The law of unintended consequences

From today’s Best of the Web:

Yesterday we noted the sad story of Nathan C. Gagner, a depressed 27-year-old Kittery, Maine, man who committed suicide by burning himself to death on a public street, and the ludicrous reaction of an unidentified resident of nearby Eliot, who wrote in a newspaper that he hoped Gagner’s act was a protest: “Was this an effort by this buddha of Kittery to stop the madness in Iraq?”

[A reader] offers some perspective:

I read “Patriots: The Vietnam War Remembered from All Sides” by Christian Appy (Viking, 2003). One aspect I’d never heard before was that one American Quaker, Norman Morrison, in November 1965 immolated himself on the grounds of the Pentagon to protest the war, as had the Vietnamese Buddhist monks. Apparently there would be seven other Americans who would do the same thing later.

The key aspect about Morrison’s story, unfortunately, is that contrary to his own intentions in protesting violence of any kind, the enemy took it as an act of camaraderie and solidarity with their struggle. He was protesting the war itself, his wish only to stop the carnage. However, the North Vietnamese and communists in the South took it as an inspiration to continue the fight, because they believed he had shown that normal, everyday Americans were on their side. Morrison’s widow recounts one story of how a Vietnamese grandmother shamed her grandson into fighting by holding up Morrison’s example, and describes how hard it was for Morrison’s family to realize how his immolation was being interpreted, although she lays no blame on the Vietnamese for doing so (p. 154).

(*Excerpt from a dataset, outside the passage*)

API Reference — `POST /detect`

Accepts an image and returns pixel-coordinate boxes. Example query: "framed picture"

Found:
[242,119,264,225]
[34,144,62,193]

I think this message is worth highlighting today to those who protest against U.S. actions in Afghanistan and Iraq. Perhaps their motives are purely anticonflict and pro-peace–but when war is upon a country, it is zero-sum. Anything that adversely affects one side can only aid the other. Perhaps the “antiwar” protesters will realize whose side they have chosen.

As the Australians say, too right. I think of this unintended consequences problem every time I see the antiquated yahoos pouring out of a local Old Age home in my community to make their daily roadside protest demanding Bush’s impeachment and the troops’ withdrawal from Iraq. These people are too old for the instant gratification game, but they play it any way, completely oblivious to the consequences that will flow from their short-sided demands (such as a Cheney presidency and a holocaust in Iraq).